Abnormal jugular valves are not the sole explanation of an impaired outflow from the cranial cavity through the internal jugular veins: results of in silico studies

Background. Currently, pathological jugular valves are thought to be the main cause of altered hemodynamics in the internal jugular veins, the so-called chronic cerebrospinal venous insufficiency. The alternative interpretation of flow disturbances in these veins is that the main source of abnormal outflow are nozzle-like strictures in their upper parts, at the level or just below the jugular foramen, for example, caused by an enlarged transverse process of the atlas and/or styloid process of the temporal bone.1 These in silico studies were aimed at validation of this hypothesis.
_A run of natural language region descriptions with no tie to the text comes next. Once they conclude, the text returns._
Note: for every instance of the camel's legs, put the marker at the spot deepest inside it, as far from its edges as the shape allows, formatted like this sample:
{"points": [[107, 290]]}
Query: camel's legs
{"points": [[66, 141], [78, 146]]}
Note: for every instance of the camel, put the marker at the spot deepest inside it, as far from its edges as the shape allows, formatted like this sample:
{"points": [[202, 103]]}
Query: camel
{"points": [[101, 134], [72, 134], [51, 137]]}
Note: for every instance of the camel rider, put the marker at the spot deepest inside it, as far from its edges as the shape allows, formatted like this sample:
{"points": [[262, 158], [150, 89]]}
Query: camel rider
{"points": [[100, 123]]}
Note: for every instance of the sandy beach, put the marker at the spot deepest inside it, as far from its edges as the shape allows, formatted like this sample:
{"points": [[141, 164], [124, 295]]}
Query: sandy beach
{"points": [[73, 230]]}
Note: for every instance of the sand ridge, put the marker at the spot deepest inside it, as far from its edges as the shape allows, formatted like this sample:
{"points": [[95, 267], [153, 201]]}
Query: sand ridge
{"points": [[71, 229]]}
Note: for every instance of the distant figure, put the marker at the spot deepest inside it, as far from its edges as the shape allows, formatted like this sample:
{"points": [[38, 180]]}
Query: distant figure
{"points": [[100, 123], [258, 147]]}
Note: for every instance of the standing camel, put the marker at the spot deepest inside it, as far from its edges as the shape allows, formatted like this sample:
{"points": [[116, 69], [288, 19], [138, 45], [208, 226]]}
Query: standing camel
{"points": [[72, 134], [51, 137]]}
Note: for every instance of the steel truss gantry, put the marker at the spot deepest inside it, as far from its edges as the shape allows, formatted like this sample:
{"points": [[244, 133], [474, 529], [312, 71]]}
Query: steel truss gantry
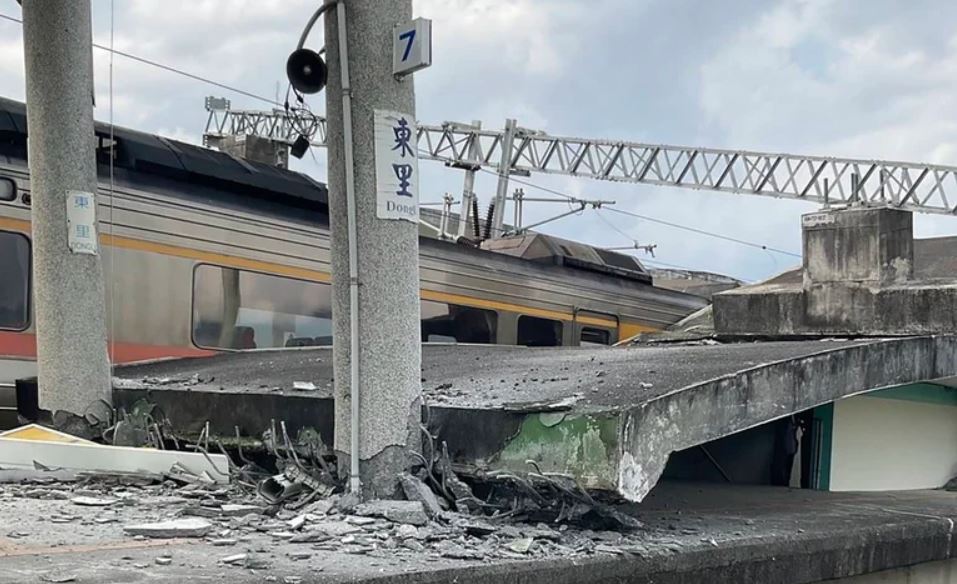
{"points": [[923, 188]]}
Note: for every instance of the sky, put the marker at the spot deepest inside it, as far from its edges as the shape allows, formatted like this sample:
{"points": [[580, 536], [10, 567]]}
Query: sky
{"points": [[859, 79]]}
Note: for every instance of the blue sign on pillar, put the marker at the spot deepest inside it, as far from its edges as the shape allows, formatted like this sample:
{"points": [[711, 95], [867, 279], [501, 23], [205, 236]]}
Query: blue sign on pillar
{"points": [[411, 46]]}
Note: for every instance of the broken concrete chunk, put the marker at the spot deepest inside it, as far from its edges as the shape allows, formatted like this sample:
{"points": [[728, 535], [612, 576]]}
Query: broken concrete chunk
{"points": [[520, 545], [189, 527], [416, 490], [607, 549], [412, 512], [406, 531], [335, 528], [320, 507], [479, 529], [93, 501], [237, 510], [59, 578]]}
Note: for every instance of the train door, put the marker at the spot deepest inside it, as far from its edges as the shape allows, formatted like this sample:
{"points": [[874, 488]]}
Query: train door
{"points": [[17, 348], [594, 328]]}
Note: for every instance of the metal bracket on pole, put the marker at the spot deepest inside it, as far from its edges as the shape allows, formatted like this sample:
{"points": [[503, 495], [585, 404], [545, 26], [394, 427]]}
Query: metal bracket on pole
{"points": [[648, 248], [504, 167], [468, 188], [518, 197], [583, 204]]}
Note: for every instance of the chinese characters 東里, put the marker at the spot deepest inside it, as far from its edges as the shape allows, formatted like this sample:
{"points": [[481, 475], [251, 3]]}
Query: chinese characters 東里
{"points": [[403, 172]]}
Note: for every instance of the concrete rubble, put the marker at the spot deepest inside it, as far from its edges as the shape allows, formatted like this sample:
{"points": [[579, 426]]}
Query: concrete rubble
{"points": [[257, 535], [149, 530]]}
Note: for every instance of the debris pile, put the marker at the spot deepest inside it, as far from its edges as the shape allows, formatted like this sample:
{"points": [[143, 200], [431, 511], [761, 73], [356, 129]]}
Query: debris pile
{"points": [[285, 502]]}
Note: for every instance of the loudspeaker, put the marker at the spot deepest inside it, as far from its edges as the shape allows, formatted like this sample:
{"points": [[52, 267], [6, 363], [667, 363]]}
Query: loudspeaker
{"points": [[299, 147], [306, 71]]}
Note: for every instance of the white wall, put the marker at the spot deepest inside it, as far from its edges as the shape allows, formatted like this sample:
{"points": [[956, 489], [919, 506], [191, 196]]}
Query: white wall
{"points": [[892, 444]]}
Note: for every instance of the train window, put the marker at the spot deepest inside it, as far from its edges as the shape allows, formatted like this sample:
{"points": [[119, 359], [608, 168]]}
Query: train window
{"points": [[236, 309], [592, 336], [8, 189], [15, 282], [451, 323], [539, 332]]}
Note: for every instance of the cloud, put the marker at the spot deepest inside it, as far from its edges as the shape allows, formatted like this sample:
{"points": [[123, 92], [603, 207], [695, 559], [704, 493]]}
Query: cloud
{"points": [[804, 76]]}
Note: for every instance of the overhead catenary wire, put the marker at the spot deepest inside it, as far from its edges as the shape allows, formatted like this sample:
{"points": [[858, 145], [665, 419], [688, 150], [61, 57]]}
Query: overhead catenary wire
{"points": [[645, 217], [168, 68], [270, 101]]}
Methods. With the use of computational fluid mechanics software: the Flowsquare+ and the COMSOL multiphysics, we simulated blood flow in the models of internal jugular veins that exhibited different morphologies (Figure 1). With the Flowsquare+ software, we performed 3-dimensional simulations for the assessment of relevance of the strictures at the level of jugular foramen, while the COMSOL multiphysics software, which was used in 2-dimensional mode, gave us more detailed insight into the behavior of the jugular valve. Results. There was a normal unidirectional flow, with the centrally positioned centerline velocity and no flow separation in modeled veins, which were not narrowed or presented with gradual narrowings. On the contrary, in a majority of models with nozzle-like strictures located at the beginning of the studied veins, abnormal flow patterns were revealed, with significant flow separation and regions with reversed flow. The most severe flow abnormalities were not seen in the models with nozzles of a small cross-sectional area, but rather in those positioned asymmetrically. Abnormal valves (with reversed or asymmetric leaflets) further impaired the flow in models with symmetrically positioned nozzles, but had no significant impact on the flow in a case of an already altered flow evoked by the asymmetric nozzles.¹ Importantly, simulations performed with the COMSOL multiphysics revealed that flow disturbances evoked by significant stenosis in the upper part of the internal jugular vein distort leaflets of the jugular valve. This was not seen as a case of a minor stenosis.

Conclusions. We demonstrated that our working hypothesis is credible and that impaired outflow from the brain through the internal jugular veins is likely to be primarily caused by pathological strictures in the upper parts of these veins, instead of pathological jugular valves that, as of yet, were the main target of clinical research. In addition, pathology of the jugular valves may be secondary to the strictures in the upper segments of the internal jugular veins.